A week ago (on Jan. 23), the Bulletin of the Atomic Scientists announced the setting of what they call the Doomsday Clock. Contrary to my expectation, the clock was set the same as last year: 90 seconds to midnight (with midnight representing “doomsday”).
For
75 years now, the Bulletin of the Atomic Scientists has been announcing the
setting of the Doomsday Clock. That nonprofit organization was founded in 1945 by
Albert Einstein and former Manhattan Project scientists. They introduced the
Doomsday Clock two years later.
The
first setting of the Clock was seven minutes to midnight. In 1949, with the
explosion of a nuclear device by the Soviet Union and the beginning of the arms
race, it was reset to three minutes before midnight.
The
testing of the hydrogen bomb in 1952 led to resetting the Clock in the
following January to just two minutes before doomsday. Relations between the
U.S. and the USSR improved over the next few years, though, and in 1960 the
hands on the Clock were moved back to seven minutes.
Over
the next decades, the Doomsday Clock kept going up and down, reaching the
farthest from midnight, 17 minutes, in 1991. But in 2002 it was back to seven
minutes and has never been further since. In 2015 it was back down to three
minutes where it started in 1947.
In
January last year, the Clock was set at 90 seconds. the closest to
midnight it had ever been, and it was kept at that setting last week. I expected
it to be set even closer to “doomsday” because of the threat of expanding, and
perhaps nuclear, war in the Levant.*
The
threat of nuclear war was the main basis for setting the Doomsday Clock for
the first 60 years. In 2007, however, climate change was added to the prospect
of nuclear annihilation as another portentous threat to humankind, and the hands
on the Clock were set at five minutes to midnight.
The
announcement regarding this year’s setting of the Clock stated that there were four
main considerations for determining that setting: 1) the many dimensions of
nuclear threat, 2) an ominous climate change outlook, 3) evolving biological
threats, and 4) the dangers of AI.**
How
should we respond to the current setting of the Doomsday Clock? This question
surely demands our thoughtful attention. Let me suggest three things:
1) Don’t ignore
the Doomsday Clock. It would be easy to shrug off the Clock’s warning
because of denial, indifference, or the unwillingness to face seriously the present
predicament the world is in—or even just due to the pressure of meeting the demands
of our everyday lives.
2) Don’t let the
Doomsday Clock get you down. Depression, of course, is the result of feeling
“down” for whatever reason. Too much attention to the Clock can certainly cause
depression. Just as we shouldn’t ignore the clock, neither should we think
about it “all the time.”
3) Work
actively to elect candidates of the better political party, that is, the
party working more consistently to deal with the dire problems besetting the
whole world.
On the website linked to in the second
footnote, we are told that the threats the world is currently facing “are of
such a character and magnitude that no one nation or leader can bring them
under control.”
They go on to state that “three of the
world’s leading powers—the United States, China, and Russia—should commence
serious dialogue about each of the global threats.”

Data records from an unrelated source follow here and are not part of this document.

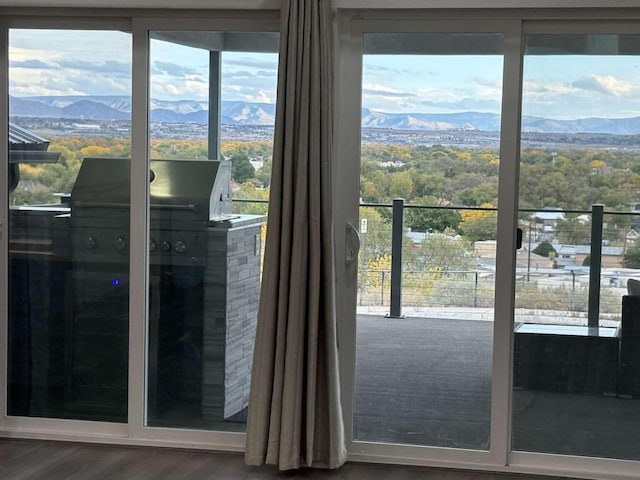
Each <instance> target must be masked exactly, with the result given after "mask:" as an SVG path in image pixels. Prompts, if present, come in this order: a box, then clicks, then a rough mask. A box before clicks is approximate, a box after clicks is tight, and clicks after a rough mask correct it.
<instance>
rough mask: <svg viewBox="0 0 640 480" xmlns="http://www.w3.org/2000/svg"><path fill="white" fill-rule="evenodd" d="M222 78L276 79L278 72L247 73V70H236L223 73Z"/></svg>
mask: <svg viewBox="0 0 640 480" xmlns="http://www.w3.org/2000/svg"><path fill="white" fill-rule="evenodd" d="M222 76H223V78H224V79H226V80H231V79H248V78H276V77H277V76H278V72H276V71H274V70H258V71H256V72H249V71H247V70H238V71H235V72H233V71H229V70H227V71H223V72H222Z"/></svg>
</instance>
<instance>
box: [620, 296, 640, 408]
mask: <svg viewBox="0 0 640 480" xmlns="http://www.w3.org/2000/svg"><path fill="white" fill-rule="evenodd" d="M618 395H619V396H621V397H629V398H631V397H639V396H640V296H636V295H625V296H624V297H622V326H621V328H620V379H619V384H618Z"/></svg>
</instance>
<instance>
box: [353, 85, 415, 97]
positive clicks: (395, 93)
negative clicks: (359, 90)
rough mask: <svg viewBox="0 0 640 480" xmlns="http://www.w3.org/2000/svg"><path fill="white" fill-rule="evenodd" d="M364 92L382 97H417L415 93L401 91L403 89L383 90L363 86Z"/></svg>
mask: <svg viewBox="0 0 640 480" xmlns="http://www.w3.org/2000/svg"><path fill="white" fill-rule="evenodd" d="M362 93H363V94H366V95H380V96H382V97H398V98H406V97H415V96H416V94H415V93H411V92H401V91H392V90H388V89H385V90H381V89H376V88H364V87H363V88H362Z"/></svg>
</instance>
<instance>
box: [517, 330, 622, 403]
mask: <svg viewBox="0 0 640 480" xmlns="http://www.w3.org/2000/svg"><path fill="white" fill-rule="evenodd" d="M618 350H619V338H618V329H617V328H615V327H587V326H573V325H542V324H531V323H524V324H521V325H518V326H517V327H516V330H515V356H514V378H513V384H514V388H518V389H525V390H542V391H551V392H563V393H580V394H604V395H616V394H617V383H618V359H619V357H618Z"/></svg>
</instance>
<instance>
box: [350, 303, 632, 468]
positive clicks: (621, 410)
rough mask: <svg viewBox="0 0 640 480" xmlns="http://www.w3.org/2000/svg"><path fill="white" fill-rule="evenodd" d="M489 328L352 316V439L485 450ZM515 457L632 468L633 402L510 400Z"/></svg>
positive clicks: (486, 413) (572, 399) (491, 349)
mask: <svg viewBox="0 0 640 480" xmlns="http://www.w3.org/2000/svg"><path fill="white" fill-rule="evenodd" d="M492 336H493V323H492V322H488V321H483V320H460V319H452V318H448V319H429V318H404V319H389V318H384V317H381V316H370V315H359V316H358V333H357V347H356V352H357V353H356V392H355V408H354V410H355V416H354V436H355V438H356V439H357V440H364V441H373V442H391V443H400V444H412V445H428V446H440V447H453V448H469V449H479V450H486V449H488V448H489V429H490V409H491V403H490V400H491V396H490V393H491V356H492ZM512 432H513V449H514V450H519V451H530V452H545V453H560V454H568V455H583V456H595V457H606V458H621V459H627V460H640V401H639V400H638V399H628V398H618V397H615V396H614V397H610V396H603V395H580V394H568V393H554V392H543V391H532V390H516V391H514V392H513V425H512Z"/></svg>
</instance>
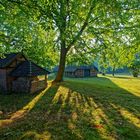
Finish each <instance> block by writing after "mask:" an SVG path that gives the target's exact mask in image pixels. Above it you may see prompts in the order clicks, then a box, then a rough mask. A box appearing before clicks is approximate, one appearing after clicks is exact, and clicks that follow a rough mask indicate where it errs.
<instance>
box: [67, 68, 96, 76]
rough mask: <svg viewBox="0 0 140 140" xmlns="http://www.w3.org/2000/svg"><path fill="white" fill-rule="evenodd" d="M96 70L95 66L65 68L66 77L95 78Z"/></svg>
mask: <svg viewBox="0 0 140 140" xmlns="http://www.w3.org/2000/svg"><path fill="white" fill-rule="evenodd" d="M97 73H98V69H97V68H96V67H95V66H68V67H66V68H65V76H66V77H77V78H82V77H97Z"/></svg>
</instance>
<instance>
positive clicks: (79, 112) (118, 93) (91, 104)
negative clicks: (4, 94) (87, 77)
mask: <svg viewBox="0 0 140 140" xmlns="http://www.w3.org/2000/svg"><path fill="white" fill-rule="evenodd" d="M0 111H1V112H0V139H2V140H19V139H20V140H48V139H53V140H63V139H65V140H76V139H84V140H96V139H97V140H101V139H107V140H113V139H116V140H118V139H120V140H139V139H140V78H131V77H128V76H127V77H116V78H112V77H110V76H106V77H98V78H85V79H70V78H66V79H65V82H63V83H62V84H60V85H55V86H50V87H49V88H48V89H46V91H44V92H41V93H39V94H35V95H28V94H21V95H19V94H18V95H17V94H12V95H0Z"/></svg>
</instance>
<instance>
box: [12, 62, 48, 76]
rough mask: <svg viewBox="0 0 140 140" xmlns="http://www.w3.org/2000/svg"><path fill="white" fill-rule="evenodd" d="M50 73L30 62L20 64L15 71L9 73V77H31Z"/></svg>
mask: <svg viewBox="0 0 140 140" xmlns="http://www.w3.org/2000/svg"><path fill="white" fill-rule="evenodd" d="M49 73H50V72H49V71H47V70H45V69H43V68H42V67H40V66H38V65H36V64H35V63H33V62H31V61H28V60H26V61H24V62H22V63H21V64H20V65H19V66H18V67H17V68H16V69H15V70H13V71H12V72H11V73H10V76H14V77H26V76H27V77H31V76H39V75H47V74H49Z"/></svg>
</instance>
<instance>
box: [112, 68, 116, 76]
mask: <svg viewBox="0 0 140 140" xmlns="http://www.w3.org/2000/svg"><path fill="white" fill-rule="evenodd" d="M112 76H113V77H114V76H115V68H113V70H112Z"/></svg>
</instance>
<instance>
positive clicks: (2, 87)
mask: <svg viewBox="0 0 140 140" xmlns="http://www.w3.org/2000/svg"><path fill="white" fill-rule="evenodd" d="M48 74H49V71H47V70H45V69H43V68H41V67H40V66H38V65H36V64H35V63H33V62H31V61H29V60H27V58H26V57H25V56H24V55H23V54H21V53H11V54H6V55H5V58H1V59H0V91H2V92H11V91H13V92H23V93H34V92H38V91H40V90H43V89H45V88H46V87H47V75H48ZM43 75H44V76H43ZM39 76H43V77H44V78H43V79H40V78H39Z"/></svg>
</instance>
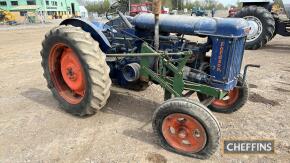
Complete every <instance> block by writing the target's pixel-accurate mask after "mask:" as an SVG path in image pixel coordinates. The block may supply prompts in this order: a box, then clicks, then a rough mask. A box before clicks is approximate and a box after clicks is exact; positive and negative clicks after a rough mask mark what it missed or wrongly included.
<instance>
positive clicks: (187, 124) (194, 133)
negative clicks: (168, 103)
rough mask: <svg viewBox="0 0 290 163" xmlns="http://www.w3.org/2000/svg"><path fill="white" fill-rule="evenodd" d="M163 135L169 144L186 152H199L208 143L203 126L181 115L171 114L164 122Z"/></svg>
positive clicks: (187, 115) (195, 152) (176, 113)
mask: <svg viewBox="0 0 290 163" xmlns="http://www.w3.org/2000/svg"><path fill="white" fill-rule="evenodd" d="M162 134H163V136H164V138H165V140H166V141H167V142H168V144H170V145H171V146H172V147H173V148H175V149H178V150H181V151H184V152H194V153H196V152H199V151H201V150H202V149H203V148H204V147H205V145H206V142H207V136H206V132H205V129H204V127H203V125H201V124H200V123H199V122H198V121H197V120H196V119H195V118H193V117H191V116H189V115H186V114H181V113H175V114H170V115H169V116H167V117H166V118H165V119H164V120H163V123H162Z"/></svg>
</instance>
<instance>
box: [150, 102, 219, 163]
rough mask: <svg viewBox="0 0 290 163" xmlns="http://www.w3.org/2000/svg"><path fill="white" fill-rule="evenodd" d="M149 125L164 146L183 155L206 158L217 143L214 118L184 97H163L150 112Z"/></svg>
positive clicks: (194, 157) (203, 107)
mask: <svg viewBox="0 0 290 163" xmlns="http://www.w3.org/2000/svg"><path fill="white" fill-rule="evenodd" d="M152 127H153V130H154V132H155V134H156V135H157V137H158V138H159V141H160V142H159V143H160V145H161V146H162V147H163V148H164V149H166V150H168V151H171V152H175V153H177V154H181V155H184V156H189V157H193V158H198V159H207V158H209V157H210V156H211V155H212V154H214V153H215V152H216V150H217V149H218V146H219V141H220V136H221V131H220V125H219V123H218V121H217V119H216V118H215V117H214V115H213V114H212V113H211V112H210V110H208V109H207V108H206V107H205V106H204V105H202V104H200V103H196V102H193V101H192V100H190V99H187V98H173V99H170V100H168V101H165V102H164V103H163V104H162V105H161V106H160V107H159V108H158V109H157V110H156V111H155V112H154V115H153V122H152Z"/></svg>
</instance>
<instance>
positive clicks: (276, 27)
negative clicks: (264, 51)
mask: <svg viewBox="0 0 290 163" xmlns="http://www.w3.org/2000/svg"><path fill="white" fill-rule="evenodd" d="M272 16H273V18H274V20H275V31H274V33H273V36H272V37H271V38H270V40H272V39H273V38H274V37H275V36H276V35H277V30H278V21H279V19H280V18H279V15H278V14H276V13H272Z"/></svg>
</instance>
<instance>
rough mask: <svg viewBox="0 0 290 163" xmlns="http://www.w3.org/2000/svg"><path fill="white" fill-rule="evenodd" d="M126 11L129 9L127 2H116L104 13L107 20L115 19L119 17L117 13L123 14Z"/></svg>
mask: <svg viewBox="0 0 290 163" xmlns="http://www.w3.org/2000/svg"><path fill="white" fill-rule="evenodd" d="M128 9H129V3H128V1H127V0H118V1H117V2H114V3H113V4H112V5H111V6H110V8H109V9H108V11H107V12H106V18H107V19H108V20H111V19H114V18H115V17H117V16H118V15H119V14H118V11H120V12H121V13H123V14H125V13H126V12H127V11H128Z"/></svg>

Further, they contend that those three
countries “need to take responsibility for the existential danger the world now
faces. They have the capacity to pull the world back from the brink of
catastrophe. They should do so, with clarity and courage, and without delay.”

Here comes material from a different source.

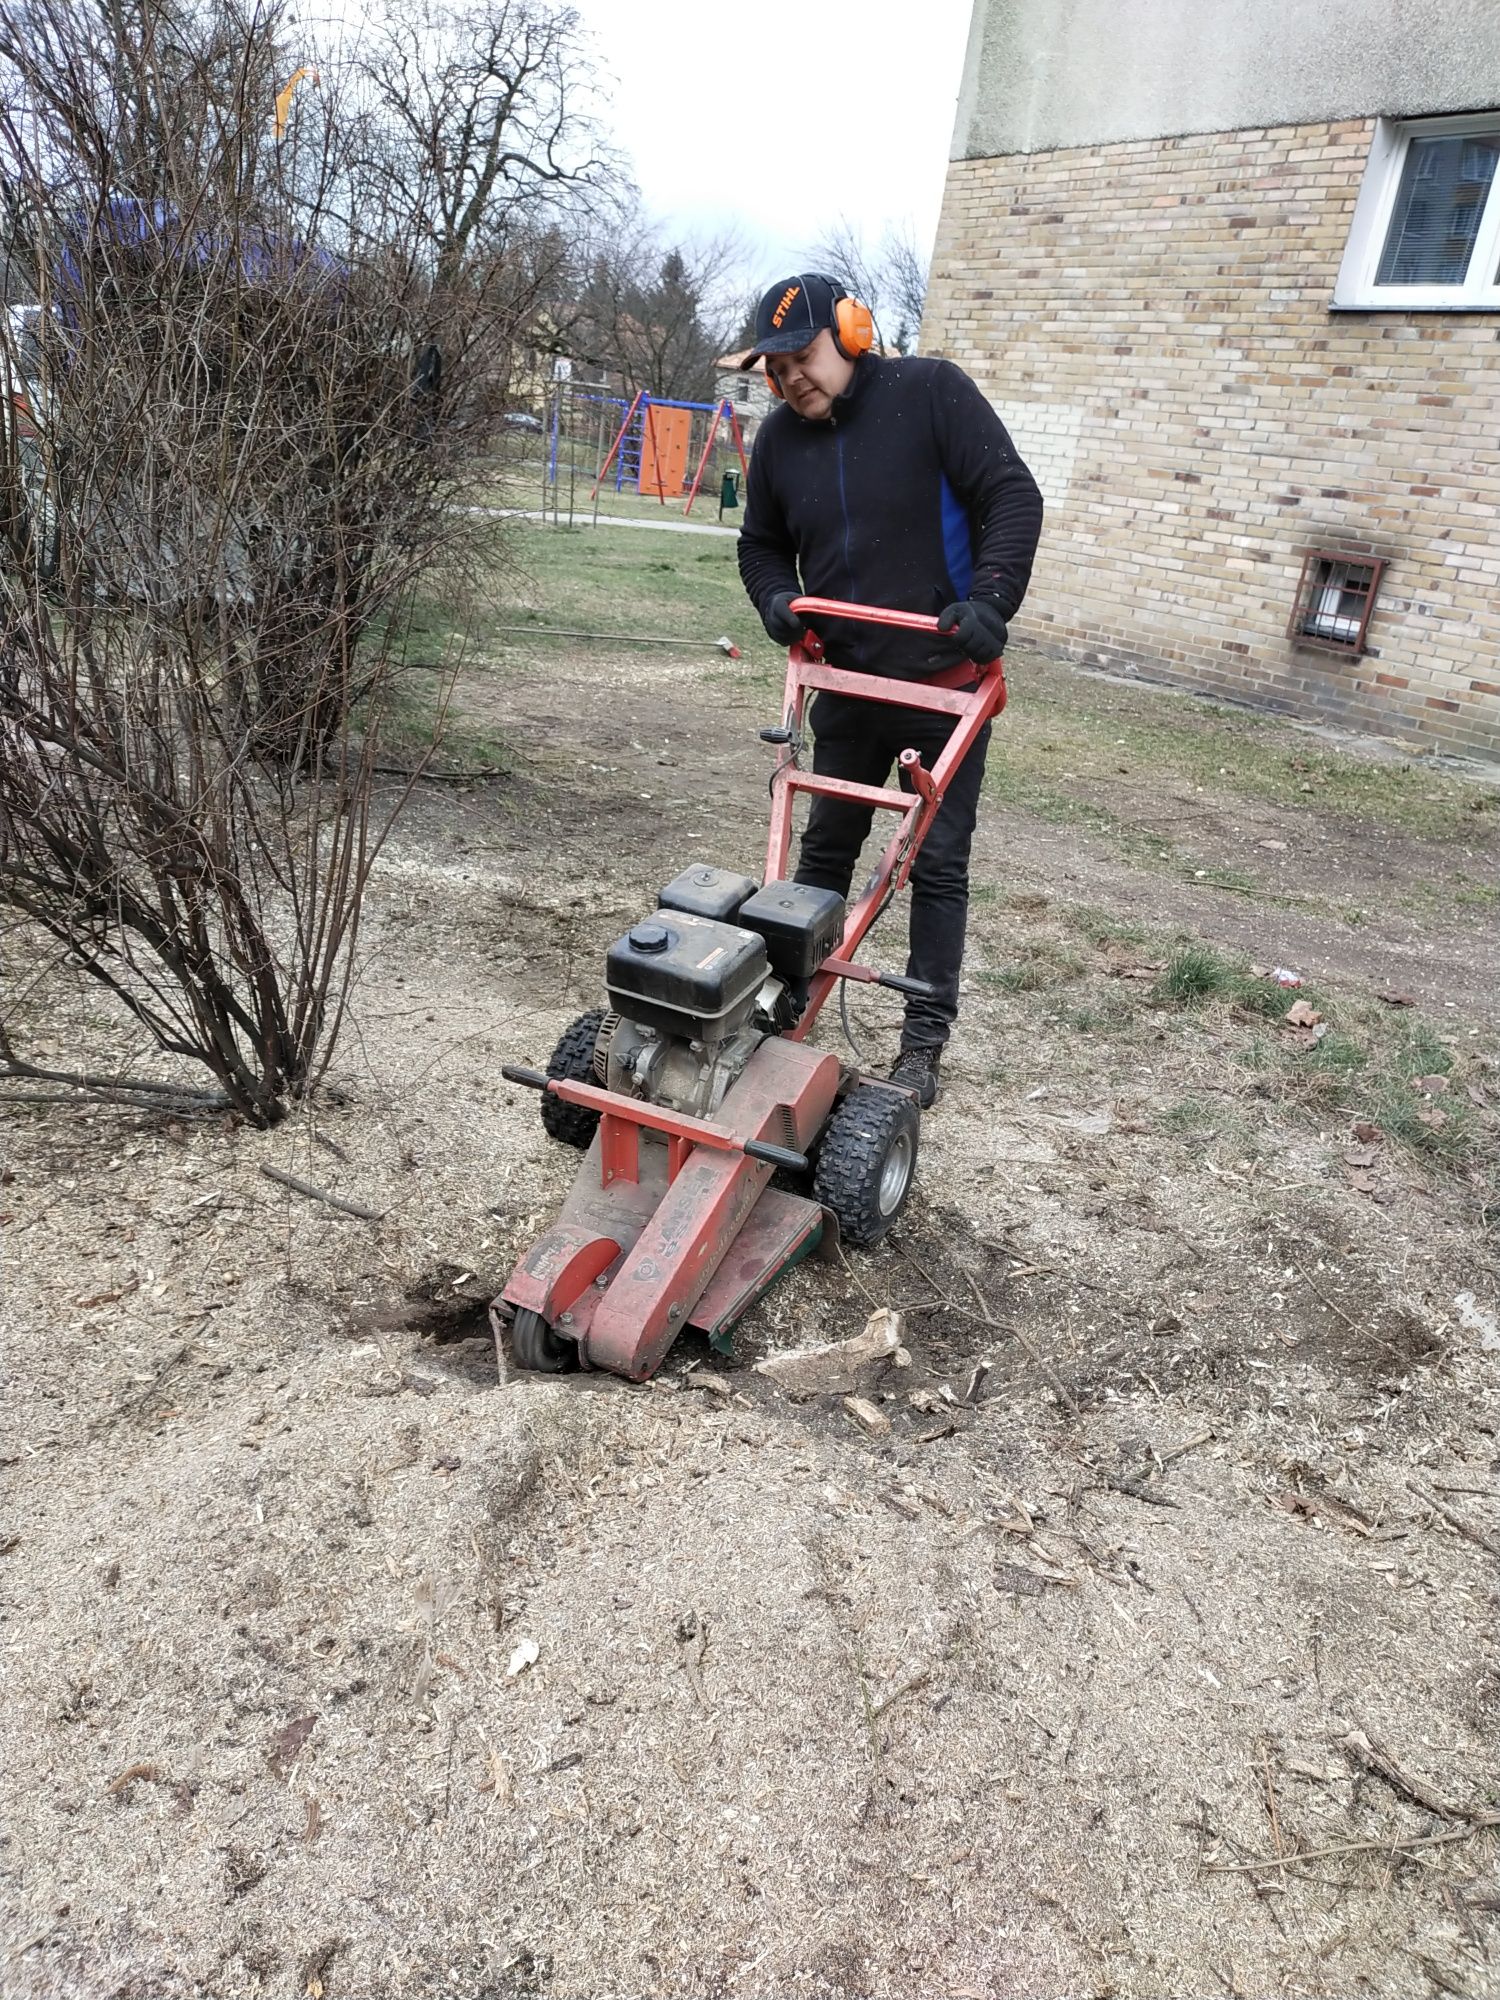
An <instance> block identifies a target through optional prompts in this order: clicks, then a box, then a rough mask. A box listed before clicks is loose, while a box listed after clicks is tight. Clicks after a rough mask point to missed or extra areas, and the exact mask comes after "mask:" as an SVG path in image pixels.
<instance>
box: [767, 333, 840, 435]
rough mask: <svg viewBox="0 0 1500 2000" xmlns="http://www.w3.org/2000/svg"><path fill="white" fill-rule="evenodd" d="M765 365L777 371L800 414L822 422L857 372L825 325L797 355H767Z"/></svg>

I am not at all optimistic, though, that the
three countries mentioned will even begin to do most of what is necessary to
move the hands on the Doomsday Clock farther from midnight.

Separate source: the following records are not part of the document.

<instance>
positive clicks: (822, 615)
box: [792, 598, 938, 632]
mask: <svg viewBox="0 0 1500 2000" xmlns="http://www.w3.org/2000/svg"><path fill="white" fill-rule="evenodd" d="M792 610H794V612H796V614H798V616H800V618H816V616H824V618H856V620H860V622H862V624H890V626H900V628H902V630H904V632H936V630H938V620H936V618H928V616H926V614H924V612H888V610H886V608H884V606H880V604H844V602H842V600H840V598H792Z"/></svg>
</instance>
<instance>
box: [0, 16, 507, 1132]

But I am quite sure there is much more
possibility of that being done under the Democratic Party in the U.S. rather
than by the MAGA party, which includes so many xenophobic people who, among other things, are also global warming and pandemic deniers--as well as deniers of the clear results of the 2020 presidential election.
_____
* I previously wrote about the
Doomsday Clock in August 2020 (see here) and mentioned it briefly (here) in March 2018. Some things now
are much the same, but there are some distinct differences also.
Note too that the Doomsday Clock
elicits attention from around the world. See, for example, this Jan. 17 article
from the Hindustan Times, an Indian
English-language daily newspaper based in Delhi.
** See here for the official “2024 Doomsday
Day Clock Statement” and related information.